Verifiable Environments Are LEGO Bricks: Recursive Composition for Reasoning Generalization

Loading / 加载中

English summary

This paper introduces RACES, a framework that treats verifiable environments as composable building blocks, automatically fusing them into new training environments when their input-output types align. Using 300 base environments and composition operators (SEQUENTIAL, PARALLEL, SORT, SELECT), RL training on composite environments consistently enhances reasoning generalization. Experiments show a 3.1-point average gain on six unseen benchmarks for DeepSeek-R1-Distill-Qwen-14B (48.2→51.3) and a 2.3-point gain for Qwen3-14B (58.8→61.1). Training with only 50 base environments reaches performance comparable to using all 300, demonstrating efficient environment scaling.

Chinese summary

本文提出RACES框架，将可验证环境视为可组合的构建块，当输入输出类型匹配时自动融合为新的训练环境。基于300个基础环境和一组组合算子（顺序、并行、排序、选择），在复合环境上的强化学习训练可稳定提升推理泛化能力。在六个未见过的基准上，DeepSeek-R1-Distill-Qwen-14B平均提升3.1分（48.2→51.3），Qwen3-14B提升2.3分（58.8→61.1）。仅用50个基础环境就达到了与使用全部300个相当的性能，展示了高效的环境扩展。

Key points

RACES enables recursive automated composition of verifiable environments by matching codomain of one to domain of another, using operators like SEQUENTIAL and PARALLEL to create diverse training tasks.
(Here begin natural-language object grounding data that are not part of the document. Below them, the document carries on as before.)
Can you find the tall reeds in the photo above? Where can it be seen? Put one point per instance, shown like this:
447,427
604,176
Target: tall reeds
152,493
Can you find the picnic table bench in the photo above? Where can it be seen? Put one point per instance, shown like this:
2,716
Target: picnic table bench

RACES通过将一个环境的输出类型与另一个的输入类型匹配，并利用顺序、并行等算子，实现可验证环境的递归自动组合，生成多样化的训练任务。

RL training on RACES-generated composite environments improves reasoning generalization: DeepSeek-R1-Distill-Qwen-14B gains 3.1 points and Qwen3-14B gains 2.3 points across six unseen benchmarks.

在RACES生成的复合环境上进行的强化学习训练提升了推理泛化：在六个未见基准上，DeepSeek-R1-Distill-Qwen-14B提升3.1分，Qwen3-14B提升2.3分。

The method is highly environment-efficient: using only 50 base environments achieves results comparable to training on the full set of 300 individual environments.

该方法具有极高的环境利用效率：仅用50个基础环境即可达到与使用全部300个独立环境相当的性能。